According to Calvin scholar Herman Selderhuis, Calvin’s “theology of the experience of being a stranger, of having heaven as one’s true home country, reduced the need for strong ties to one’s earthly home country, increased mobility and produced a pioneer mentality.” (John Calvin: A Pilgrim’s Life, 215) Calvin called life a “churning river.” For him, life took place “in an ominous labyrinth,” an image he was fond of using in order to illustrate the uncertainty and frustration of the human experience. One could only escape this labyrinth and find purpose through the direction of Jesus Christ.

Calvin, after all, was eventually exiled from Geneva. The French refugee had also become a Swiss refugee. At issue was the city’s level of dependence with Bern, another Swiss city-state. For the faction of people who wanted strong relations with Bern, Calvin stood in their way. Hence, in 1538, the Reformer hit the road once again. On his way from Geneva to Basel, Calvin stopped in Strasbourg where a man by the name of Martin Bucer was waiting for him. This would spell the beginning of Calvin’s comfortable, proficient three-year exile from Geneva. It also served as yet another testament that Calvin’s life was never his own. Knowing himself to be the bookish type, Calvin once complained, “I would most like to withdraw.” Ironically, the years at Strasbourg were perhaps the only years in which he was able to do exactly that. Three years later, Geneva called upon Calvin once again – this time to refute Jacopo Sadoleto, bishop of Carpentras, who saw an opportunity to reclaim vulnerable Geneva for Rome. Calvin’s reply to Sadoleto on behalf of Geneva is a brilliant distillation of Reformation thought. In it, Calvin asserts,

“For though I am for the present relieved of the charge of the Church of Geneva, that circumstance ought not to prevent me from embracing it with paternal affection – God, when He gave it to me in charge, having bound me to be faithful to it forever.”

Calvin’s calling and perseverance were unwavering even in exile. As a refugee and sojourner, he understood his journey in light of Christ’s faithfulness and not his own. For this reason, Calvin often paralleled his own experiences – and that of Geneva – with the nation of Israel in the Old Testament. Discussing the development of Calvin’s liturgy, Selderhuis avers, “Calvin saw a lot of himself in David, and together with his congregation – almost all French refugees – he could identify with the nation Israel that wandered in the desert, experienced so many setbacks and yet was in God’s care. The Psalms became existential pilgrim songs but also rhymed battle cries.” (91)

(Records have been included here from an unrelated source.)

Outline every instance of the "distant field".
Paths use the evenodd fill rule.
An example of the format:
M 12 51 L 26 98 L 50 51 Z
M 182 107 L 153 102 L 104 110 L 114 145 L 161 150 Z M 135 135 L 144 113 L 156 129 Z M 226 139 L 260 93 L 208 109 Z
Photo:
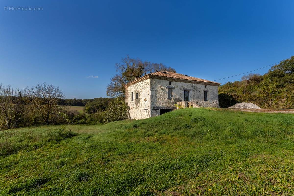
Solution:
M 0 195 L 294 195 L 293 117 L 186 108 L 0 132 Z
M 66 106 L 69 110 L 77 110 L 81 113 L 84 113 L 84 111 L 83 111 L 84 107 L 83 106 Z

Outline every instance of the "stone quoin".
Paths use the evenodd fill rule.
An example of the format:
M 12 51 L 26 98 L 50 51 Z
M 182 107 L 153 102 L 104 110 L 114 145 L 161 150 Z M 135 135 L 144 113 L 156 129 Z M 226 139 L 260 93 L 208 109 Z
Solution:
M 131 119 L 155 116 L 176 108 L 218 107 L 220 83 L 165 71 L 146 75 L 124 85 Z

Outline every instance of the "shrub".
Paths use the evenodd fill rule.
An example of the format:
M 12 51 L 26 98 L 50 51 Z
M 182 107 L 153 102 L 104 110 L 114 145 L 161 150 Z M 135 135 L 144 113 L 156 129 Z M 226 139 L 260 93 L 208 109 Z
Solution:
M 62 129 L 58 132 L 58 136 L 63 138 L 70 138 L 78 135 L 78 134 L 70 130 Z
M 201 121 L 204 121 L 205 118 L 202 116 L 196 116 L 191 119 L 191 122 L 192 123 L 198 123 Z
M 130 108 L 122 97 L 118 97 L 112 102 L 103 116 L 103 122 L 108 123 L 129 118 Z

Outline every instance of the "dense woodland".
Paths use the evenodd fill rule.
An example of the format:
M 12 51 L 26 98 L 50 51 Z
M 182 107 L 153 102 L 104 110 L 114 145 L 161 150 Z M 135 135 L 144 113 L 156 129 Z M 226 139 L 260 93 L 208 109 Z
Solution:
M 253 103 L 264 108 L 294 107 L 294 56 L 272 67 L 266 74 L 250 74 L 241 81 L 228 82 L 218 88 L 220 106 Z

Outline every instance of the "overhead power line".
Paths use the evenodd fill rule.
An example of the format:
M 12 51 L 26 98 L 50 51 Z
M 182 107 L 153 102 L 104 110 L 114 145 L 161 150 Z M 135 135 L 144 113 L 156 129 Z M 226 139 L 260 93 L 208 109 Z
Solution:
M 245 73 L 240 73 L 240 74 L 238 74 L 237 75 L 235 75 L 235 76 L 230 76 L 229 77 L 227 77 L 226 78 L 221 78 L 220 79 L 218 79 L 217 80 L 213 80 L 212 81 L 216 81 L 217 80 L 223 80 L 223 79 L 227 79 L 227 78 L 232 78 L 232 77 L 234 77 L 235 76 L 240 76 L 240 75 L 243 75 L 243 74 L 245 74 L 245 73 L 250 73 L 250 72 L 252 72 L 253 71 L 256 71 L 256 70 L 258 70 L 259 69 L 262 69 L 263 68 L 265 68 L 265 67 L 269 67 L 270 66 L 273 66 L 273 65 L 276 65 L 277 63 L 280 63 L 280 61 L 279 61 L 279 62 L 278 62 L 277 63 L 274 63 L 273 64 L 272 64 L 271 65 L 268 65 L 267 66 L 265 66 L 265 67 L 261 67 L 261 68 L 258 68 L 258 69 L 255 69 L 254 70 L 252 70 L 252 71 L 248 71 L 247 72 L 245 72 Z
M 264 74 L 265 74 L 265 73 L 266 73 L 266 72 L 265 72 L 265 73 L 263 73 L 261 74 L 261 76 L 262 76 L 263 75 L 264 75 Z M 242 80 L 242 78 L 240 78 L 240 79 L 237 79 L 237 80 L 233 80 L 233 81 L 228 81 L 227 82 L 224 82 L 223 83 L 222 83 L 222 84 L 226 84 L 228 82 L 235 82 L 235 81 L 238 81 L 238 80 L 241 81 Z

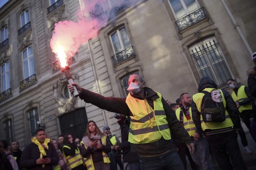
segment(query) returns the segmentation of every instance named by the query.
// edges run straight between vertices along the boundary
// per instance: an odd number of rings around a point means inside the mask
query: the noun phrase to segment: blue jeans
[[[191,154],[193,160],[203,170],[213,170],[210,160],[210,151],[207,140],[201,137],[198,140],[194,140],[195,150]]]
[[[156,156],[140,157],[139,160],[141,170],[184,170],[183,164],[175,148]]]
[[[133,162],[128,163],[129,170],[140,170],[139,161]]]

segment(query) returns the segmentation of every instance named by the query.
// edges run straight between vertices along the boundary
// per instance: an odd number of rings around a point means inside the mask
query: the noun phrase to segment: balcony
[[[114,66],[134,56],[132,46],[130,46],[111,57]]]
[[[2,93],[0,93],[0,102],[4,100],[9,96],[12,95],[11,88],[6,90]]]
[[[0,50],[3,48],[4,47],[8,45],[9,44],[9,39],[7,38],[4,41],[2,42],[0,44]]]
[[[31,23],[30,21],[18,30],[18,36],[21,35],[22,34],[25,32],[27,30],[28,30],[30,28],[31,28]]]
[[[25,88],[32,84],[37,81],[36,77],[36,74],[33,74],[28,78],[20,82],[20,90],[22,90]]]
[[[47,15],[50,14],[56,9],[59,8],[63,4],[63,1],[62,0],[59,0],[52,5],[48,7],[47,8]]]
[[[204,8],[202,7],[176,21],[175,23],[179,31],[181,32],[208,18]]]

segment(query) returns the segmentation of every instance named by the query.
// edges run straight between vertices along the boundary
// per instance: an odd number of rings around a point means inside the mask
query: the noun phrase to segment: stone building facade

For most Christians today, the name John Calvin is synonymous with one word: predestination. However, in order to avoid the cold, distant, tyrannical stereotype so common in evangelical circles today, it’s necessary to contextualize John Calvin the person. More importantly, it’s incumbent upon modern readers to understand John Calvin the refugee alongside John Calvin the scholar. In a world of warring kingdoms, plagues, exiles, and social revolutions, Calvin’s doctrine of divine sovereignty was inextricable with his view of human suffering. For the sojourning Christian destined to bear the sufferings of Christ (Rom. 8:17), divine providence wasn’t an abstract theory; it was a precious comfort. It went hand-in-hand with the Gospel itself. According to Roland Bainton, “Both Calvin and Luther had an overwhelming sense of the majesty of God, but whereas for Luther this served to point up the miracle of forgiveness, for Calvin it gave rather the assurance of the impregnability of God’s purpose. (The Reformation of the Sixteenth Century, 114) From the vantage point of human suffering and sojourning, a sovereign God was a welcome friend and Savior. Consequently, for 21st century Christians who wish to explore the John Calvin the Reformer, it’s important we not neglect John Calvin the refugee.